Proliferative state of the urothelium with benign and atypical changes. Correlation with transferrin and epidermal growth factor receptors and blood group antigens.

作者信息

Limas C

机构信息

Department of Pathology, Department of Veterans Affairs Medical Center, Minneapolis, MN 55417.

出版信息

J Pathol. 1993 Sep;171(1):39-47. doi: 10.1002/path.1711710109.

Abstract

We attempted to investigate how the proliferative state of the urothelium correlates with the reactivity for transferrin (Tf) and epidermal grown factor (EGF) receptors and the blood group (BG) antigen. We examined morphologically normal urothelium (34 cases), benign inflammatory and reactive conditions (24 cases), and atypical changes (20 cases) without exophytic or invasive neoplasia. The Ki67 nuclear antigen was used as the proliferation index and was complemented with the in vitro BrdU incorporation assay in 32 cases. The immunohistochemical reactions for Tf and EGF receptors and for the appropriate BG antigen were scored semi-quantitatively on frozen sections. We found that normal urothelium has very low Ki67 and BrdU indices as well as low reactivity for the two receptors and is almost invariably positive for the BG antigen. Benign conditions such as inflammation and metaplasia significantly augment the proliferation indices and the Tf receptor with little change in the EGF receptor and no significant effect on the BG antigen. Moderate atypia includes biologically heterogeneous cases which vary widely in proliferation and receptor expression.

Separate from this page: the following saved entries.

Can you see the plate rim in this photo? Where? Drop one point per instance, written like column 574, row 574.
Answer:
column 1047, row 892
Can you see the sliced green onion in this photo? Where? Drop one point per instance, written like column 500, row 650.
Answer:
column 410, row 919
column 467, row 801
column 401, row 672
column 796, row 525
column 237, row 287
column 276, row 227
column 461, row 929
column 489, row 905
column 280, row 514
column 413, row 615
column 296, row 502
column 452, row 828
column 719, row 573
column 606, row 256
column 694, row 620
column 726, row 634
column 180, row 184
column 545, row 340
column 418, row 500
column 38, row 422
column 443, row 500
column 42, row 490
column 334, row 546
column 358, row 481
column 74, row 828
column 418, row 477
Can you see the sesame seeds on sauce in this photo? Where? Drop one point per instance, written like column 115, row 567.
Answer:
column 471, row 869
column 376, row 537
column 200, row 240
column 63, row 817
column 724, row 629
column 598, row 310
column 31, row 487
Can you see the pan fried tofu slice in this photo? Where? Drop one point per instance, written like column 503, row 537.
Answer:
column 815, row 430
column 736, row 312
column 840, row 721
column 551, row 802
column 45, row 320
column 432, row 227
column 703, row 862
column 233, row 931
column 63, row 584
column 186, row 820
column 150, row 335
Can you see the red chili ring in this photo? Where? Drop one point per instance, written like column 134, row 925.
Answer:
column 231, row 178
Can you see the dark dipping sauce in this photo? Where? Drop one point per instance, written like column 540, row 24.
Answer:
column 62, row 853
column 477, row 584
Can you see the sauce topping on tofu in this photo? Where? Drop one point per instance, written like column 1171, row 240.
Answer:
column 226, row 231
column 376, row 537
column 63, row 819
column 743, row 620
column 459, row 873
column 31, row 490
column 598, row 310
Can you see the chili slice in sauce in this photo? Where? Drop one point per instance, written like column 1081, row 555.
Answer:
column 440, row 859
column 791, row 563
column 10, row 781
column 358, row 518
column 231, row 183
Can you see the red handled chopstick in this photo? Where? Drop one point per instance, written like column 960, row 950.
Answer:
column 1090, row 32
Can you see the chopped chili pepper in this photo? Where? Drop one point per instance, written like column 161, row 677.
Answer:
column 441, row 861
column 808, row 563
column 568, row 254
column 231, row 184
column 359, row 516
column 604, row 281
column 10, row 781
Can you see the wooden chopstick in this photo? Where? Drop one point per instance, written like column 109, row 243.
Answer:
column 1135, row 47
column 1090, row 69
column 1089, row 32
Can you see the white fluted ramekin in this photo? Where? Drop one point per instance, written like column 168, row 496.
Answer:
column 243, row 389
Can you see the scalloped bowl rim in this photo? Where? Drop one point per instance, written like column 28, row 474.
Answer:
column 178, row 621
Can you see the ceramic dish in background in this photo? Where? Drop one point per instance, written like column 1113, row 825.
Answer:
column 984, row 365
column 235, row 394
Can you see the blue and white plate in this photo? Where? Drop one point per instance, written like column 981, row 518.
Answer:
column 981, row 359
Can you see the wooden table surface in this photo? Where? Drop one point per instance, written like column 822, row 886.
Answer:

Severe atypia-carcinoma in situ is consistently associated with markedly elevated proliferation indices, strong Tf receptor reactivity, and depressed BG antigen. The reactivity for EGF receptor is less consistently increased. Cases with a combination of strong EGF receptor reactions and absence of the expected BG antigen have a poor prognosis with progression to invasive cancer.

摘要

我们试图研究尿路上皮的增殖状态如何与转铁蛋白(Tf)、表皮生长因子(EGF)受体的反应性以及血型(BG)抗原相关。我们检查了形态学上正常的尿路上皮(34例)、良性炎症和反应性病变(24例)以及无外生性或浸润性肿瘤形成的非典型改变(20例)。Ki67核抗原用作增殖指数,并在32例中辅以体外BrdU掺入试验。在冰冻切片上对Tf和EGF受体以及相应BG抗原的免疫组化反应进行半定量评分。我们发现正常尿路上皮的Ki67和BrdU指数非常低,对两种受体的反应性也低,并且几乎总是对BG抗原呈阳性。诸如炎症和化生等良性病变显著增加增殖指数和Tf受体,而EGF受体变化不大,对BG抗原无显著影响。中度非典型增生包括生物学上异质性的病例,其在增殖和受体表达方面差异很大。重度非典型增生——原位癌始终与增殖指数显著升高、Tf受体反应性强以及BG抗原降低相关。EGF受体的反应性增加不太一致。EGF受体反应强且缺乏预期BG抗原的病例预后较差,易进展为浸润性癌。